🤖 AI Summary
To address the query blocking, reduced QPS, and high memory overhead caused by global retraining of learned indexes (LIs) under dynamic updates, this paper proposes Sig2Model—a learned index supporting efficient local updates. Its core contributions are: (1) a Sigmoid-enhanced approximation technique that accurately models data distribution shifts; (2) an active identification mechanism for high-update regions using Gaussian Mixture Models (GMM), enabling incremental local retraining; and (3) a neural joint optimization framework that co-optimizes model parameters and placeholder allocation strategies. Experimental results demonstrate that Sig2Model reduces retraining cost by up to 20×, improves query throughput by up to 3×, and decreases memory footprint by up to 1000× compared to state-of-the-art methods—significantly enhancing practicality for dynamic workloads.
📝 Abstract
Learned Indexes (LIs) represent a paradigm shift from traditional index structures by employing machine learning models to approximate the cumulative distribution function (CDF) of sorted data. While LIs achieve remarkable efficiency for static datasets, their performance degrades under dynamic updates: maintaining the CDF invariant (sum of F(k) equals 1) requires global model retraining, which blocks queries and limits the queries-per-second (QPS) metric. Current approaches fail to address these retraining costs effectively, rendering them unsuitable for real-world workloads with frequent updates.
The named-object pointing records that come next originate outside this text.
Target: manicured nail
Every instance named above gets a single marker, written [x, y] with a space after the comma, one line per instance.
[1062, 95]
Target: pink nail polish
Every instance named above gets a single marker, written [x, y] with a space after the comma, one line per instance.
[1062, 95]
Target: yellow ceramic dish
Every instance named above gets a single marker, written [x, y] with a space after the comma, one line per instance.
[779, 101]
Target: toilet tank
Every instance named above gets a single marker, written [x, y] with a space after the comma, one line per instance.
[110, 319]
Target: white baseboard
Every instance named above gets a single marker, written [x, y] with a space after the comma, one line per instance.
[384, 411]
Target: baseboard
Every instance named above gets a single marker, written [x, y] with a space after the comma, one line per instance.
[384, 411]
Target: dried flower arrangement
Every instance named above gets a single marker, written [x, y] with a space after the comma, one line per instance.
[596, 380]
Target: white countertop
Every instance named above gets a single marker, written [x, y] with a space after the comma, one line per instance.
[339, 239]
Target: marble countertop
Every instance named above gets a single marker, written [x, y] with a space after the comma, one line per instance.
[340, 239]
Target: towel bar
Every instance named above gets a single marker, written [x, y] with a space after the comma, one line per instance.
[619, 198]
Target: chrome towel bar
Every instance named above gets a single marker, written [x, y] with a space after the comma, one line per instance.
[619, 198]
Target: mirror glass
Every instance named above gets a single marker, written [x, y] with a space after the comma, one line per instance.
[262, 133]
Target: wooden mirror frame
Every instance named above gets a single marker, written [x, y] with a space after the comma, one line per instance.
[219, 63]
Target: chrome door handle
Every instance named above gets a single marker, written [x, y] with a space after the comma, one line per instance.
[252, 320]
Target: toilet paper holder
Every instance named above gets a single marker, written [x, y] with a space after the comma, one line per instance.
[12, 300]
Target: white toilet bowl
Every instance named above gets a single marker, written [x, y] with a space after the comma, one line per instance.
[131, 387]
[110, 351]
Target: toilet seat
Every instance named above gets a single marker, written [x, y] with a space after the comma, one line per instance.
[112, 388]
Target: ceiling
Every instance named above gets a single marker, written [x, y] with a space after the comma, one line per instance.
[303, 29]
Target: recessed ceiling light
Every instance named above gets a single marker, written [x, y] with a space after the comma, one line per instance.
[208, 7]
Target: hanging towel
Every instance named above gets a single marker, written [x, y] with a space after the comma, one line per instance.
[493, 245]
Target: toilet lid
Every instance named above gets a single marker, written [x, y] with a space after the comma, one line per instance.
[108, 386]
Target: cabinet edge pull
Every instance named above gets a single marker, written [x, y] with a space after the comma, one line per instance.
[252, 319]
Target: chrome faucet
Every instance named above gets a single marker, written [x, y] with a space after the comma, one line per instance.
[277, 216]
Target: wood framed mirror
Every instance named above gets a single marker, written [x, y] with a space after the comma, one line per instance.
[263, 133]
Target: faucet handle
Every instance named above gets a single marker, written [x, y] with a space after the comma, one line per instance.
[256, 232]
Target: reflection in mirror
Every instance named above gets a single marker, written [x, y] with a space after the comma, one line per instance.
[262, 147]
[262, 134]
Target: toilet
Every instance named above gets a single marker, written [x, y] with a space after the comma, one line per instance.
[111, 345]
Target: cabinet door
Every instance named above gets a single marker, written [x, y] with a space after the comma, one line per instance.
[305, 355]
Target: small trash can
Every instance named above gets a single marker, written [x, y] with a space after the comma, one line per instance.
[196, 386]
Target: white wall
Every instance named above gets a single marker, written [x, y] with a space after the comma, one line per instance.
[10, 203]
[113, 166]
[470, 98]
In this paper, we present Sig2Model, an efficient and adaptive learned index that minimizes retraining cost through three key techniques: (1) a sigmoid boosting approximation technique that dynamically adjusts the index model by approximating update-induced shifts in data distribution with localized sigmoid functions while preserving bounded error guarantees and deferring full retraining; (2) proactive update training via Gaussian mixture models (GMMs) that identifies high-update-probability regions for strategic placeholder allocation to speed up updates; and (3) a neural joint optimization framework that continuously refines both the sigmoid ensemble and GMM parameters via gradient-based learning. We evaluate Sig2Model against state-of-the-art updatable learned indexes on real-world and synthetic workloads, and show that Sig2Model reduces retraining cost by up to 20x, achieves up to 3x higher QPS, and uses up to 1000x less memory.